Data Warehousing
Using data warehousing processes developed tailored for each customer we can provide our customers with a single database that will contain all of the critical business information collected from various different application used in the organization. This technique allows for simplified reporting based on a more complete view of the business while also dramatically improving report performance.
What is data warehousing?
Simply put data warehousing is a term used to describe the processes that consolidate data from multiple databases into a single database.
What data goes into a data warehouse?
Most often the source databases are operational databases that store daily transactions. A common example of such a database would be an accounting package (ERP), inventory control system or time & billing system.
Why would I benefit from having a data warehouse?
Many organizations have multiple databases responsible for managing different aspects of the business which of course restricts the ability of creating reports and analyzing data across these dissimilar databases. The following are some of the most immediate benefits that having a data warehouse can provide:
- Dramatic report performance improvements. Reports that previously took minutes (or hours) to complete may only take seconds.
- Consistent information across all departments within an organization.
- Reduce one-off, ad-hoc reports generated by multiple staff using multiple data sources which creates inconsistent outcomes and promotes excessive spreadsheets & report files.
- Consistent implementation of organization specific calculations which helps reduce duplication of formulas spread across hundreds or thousands of spreadsheets.
- Control information filters from a single location which helps reduce possible unintended exposure of information based on the outcome of various aggregations.
I only have one database. Do I still need a data warehouse?
Possibly. As mentioned above data warehouses provide a number of key benefits to companies regardless of whether or not the source information originated from one or many databases. If your single database does not provide you with the reports you need or the existing reports run very slowly that you can benefit from a data warehouse.
I am thinking of changing or upgrading my database software (I.E. Accounting package). What happens to my data warehouse?
When designing a data warehouse one of the goals of that design is around the information needs of the organization. The data warehouse is there to help answer questions about the business. Since this is a much higher-level scope the actual source of the data is not as critical to the warehouse. By changing the data source we may have to change the method used to retrieve that information but this will not impact the functions within the data warehouse or reports you have developed that rely on the warehouse.
What is an analytical database?
Quite often data warehouse database are also referred to as analytical databases. Analytical databases are database designed for the purpose of data extraction and analysis. One of the key principles of analytical databases is the propensity to de-normalize data. If done correctly de-normalization within the context of the analysis to be performed can take report generation that might take 10 minutes down to 10 seconds when compared with the same report generated against an operational database.
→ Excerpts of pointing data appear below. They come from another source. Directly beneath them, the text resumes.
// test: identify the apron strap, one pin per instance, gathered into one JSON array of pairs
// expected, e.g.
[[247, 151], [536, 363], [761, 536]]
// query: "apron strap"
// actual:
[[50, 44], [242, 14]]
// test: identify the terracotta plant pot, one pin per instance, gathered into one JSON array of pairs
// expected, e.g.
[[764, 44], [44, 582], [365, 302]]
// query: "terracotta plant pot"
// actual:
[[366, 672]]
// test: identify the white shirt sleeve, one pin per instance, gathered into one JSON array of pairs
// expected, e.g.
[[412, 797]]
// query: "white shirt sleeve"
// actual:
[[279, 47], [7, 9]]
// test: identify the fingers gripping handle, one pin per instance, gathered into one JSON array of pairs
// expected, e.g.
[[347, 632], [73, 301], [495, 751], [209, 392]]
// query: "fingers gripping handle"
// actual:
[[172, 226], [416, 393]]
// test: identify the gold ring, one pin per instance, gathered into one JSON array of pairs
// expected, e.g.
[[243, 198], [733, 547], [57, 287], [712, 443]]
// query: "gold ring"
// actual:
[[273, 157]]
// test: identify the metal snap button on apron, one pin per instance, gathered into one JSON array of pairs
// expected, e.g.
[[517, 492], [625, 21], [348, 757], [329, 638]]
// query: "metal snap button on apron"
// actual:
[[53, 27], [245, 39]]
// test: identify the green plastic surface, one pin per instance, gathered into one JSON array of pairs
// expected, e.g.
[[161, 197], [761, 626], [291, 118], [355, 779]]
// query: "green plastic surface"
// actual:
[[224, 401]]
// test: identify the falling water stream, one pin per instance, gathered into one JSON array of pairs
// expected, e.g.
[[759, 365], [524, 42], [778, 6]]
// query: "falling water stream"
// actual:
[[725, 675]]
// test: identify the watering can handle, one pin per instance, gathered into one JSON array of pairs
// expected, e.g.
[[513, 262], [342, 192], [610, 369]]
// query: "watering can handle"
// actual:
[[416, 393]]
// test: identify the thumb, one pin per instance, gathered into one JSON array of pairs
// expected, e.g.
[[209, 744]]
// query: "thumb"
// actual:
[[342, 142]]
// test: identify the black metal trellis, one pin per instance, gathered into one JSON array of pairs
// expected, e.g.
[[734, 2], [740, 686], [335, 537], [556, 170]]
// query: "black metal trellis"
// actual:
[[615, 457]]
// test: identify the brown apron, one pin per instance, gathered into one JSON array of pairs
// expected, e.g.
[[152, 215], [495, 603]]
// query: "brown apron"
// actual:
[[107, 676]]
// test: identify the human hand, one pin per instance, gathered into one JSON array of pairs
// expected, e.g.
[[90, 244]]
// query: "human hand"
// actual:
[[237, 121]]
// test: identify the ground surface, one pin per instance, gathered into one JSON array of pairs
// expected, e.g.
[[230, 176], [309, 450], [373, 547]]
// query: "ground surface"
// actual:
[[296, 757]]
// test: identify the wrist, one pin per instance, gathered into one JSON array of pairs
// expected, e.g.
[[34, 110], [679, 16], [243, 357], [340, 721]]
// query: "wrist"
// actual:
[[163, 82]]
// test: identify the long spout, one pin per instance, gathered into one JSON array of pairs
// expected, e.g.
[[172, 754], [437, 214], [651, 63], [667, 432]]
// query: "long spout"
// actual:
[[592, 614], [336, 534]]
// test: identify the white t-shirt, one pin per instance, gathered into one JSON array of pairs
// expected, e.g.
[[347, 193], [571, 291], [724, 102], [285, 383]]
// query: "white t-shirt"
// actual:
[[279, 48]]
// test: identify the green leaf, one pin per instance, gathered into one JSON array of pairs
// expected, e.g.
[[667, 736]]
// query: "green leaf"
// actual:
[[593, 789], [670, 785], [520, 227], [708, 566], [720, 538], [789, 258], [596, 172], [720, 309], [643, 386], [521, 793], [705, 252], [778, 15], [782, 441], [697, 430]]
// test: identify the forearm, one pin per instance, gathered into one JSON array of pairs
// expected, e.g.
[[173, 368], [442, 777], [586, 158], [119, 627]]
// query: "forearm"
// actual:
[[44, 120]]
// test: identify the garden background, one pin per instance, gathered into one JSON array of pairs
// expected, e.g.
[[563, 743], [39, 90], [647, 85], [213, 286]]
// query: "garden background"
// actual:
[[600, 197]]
Of course the performance benefit will vary depending on the analysis being performed but the results are dramatic.
What is an analytical database?
Normalization is a term used to describe a rule of database design that simply put means a single information asset shall be stored only one in a database and simply referenced by some index or key when necessary. A simple example of normalized information would be the last name of an employee. If you would like to change the last name of an employee instead of storing that on every transaction they have created throughout the database we would simply store the user ID with any relevant transactions while the actual name would be stored in a proper employee table. This is a very simple principle however it has far reaching implications on the reliability and scalability of your databases. As the name would indication de-normalization is essentially the opposite of normalization where information is duplicated in the database. Each technique has an appropriate context in which to be applied.
Report Design & Consultation:
One of the principle reasons for data collection is the generation of reports. These reports may vary in function from operational reports such as invoice generation to analytical reports summarizing various key performance indicators (KPI). While the report purpose will vary, the user expectation tends to be the same: deliver accurate information in a minimal period of time.
What is a reasonable amount of time for a report to take?
This is a very subjective but common question. Of course the answer depends on numerous factors ranging from available hardware resources, database engine limitations and database utilization. Unless there are some extenuating circumstances we generally tend to target under 30 seconds from the time the user request a report to the time the report is visible on the screen. In cases of larger databases (100GB+) accomplishing these goals becomes very dependent on data warehousing and OLAP technologies.
What is the difference between analytical reports and operational reports?
Operational reports tend to be quite simplistic and only format data as it pertains to a specific business transaction. Invoices, purchase orders, order forms, statements are examples of common operational reports that are used frequently. Analytical reports will either contain rules/equations proprietary to the organization as a method of producing or analyzing key performance indicators (KPI). Analytical reports may also be derived from information either directly in the operational database or from a separate data warehouse (see more information about in the Data Warehousing section above).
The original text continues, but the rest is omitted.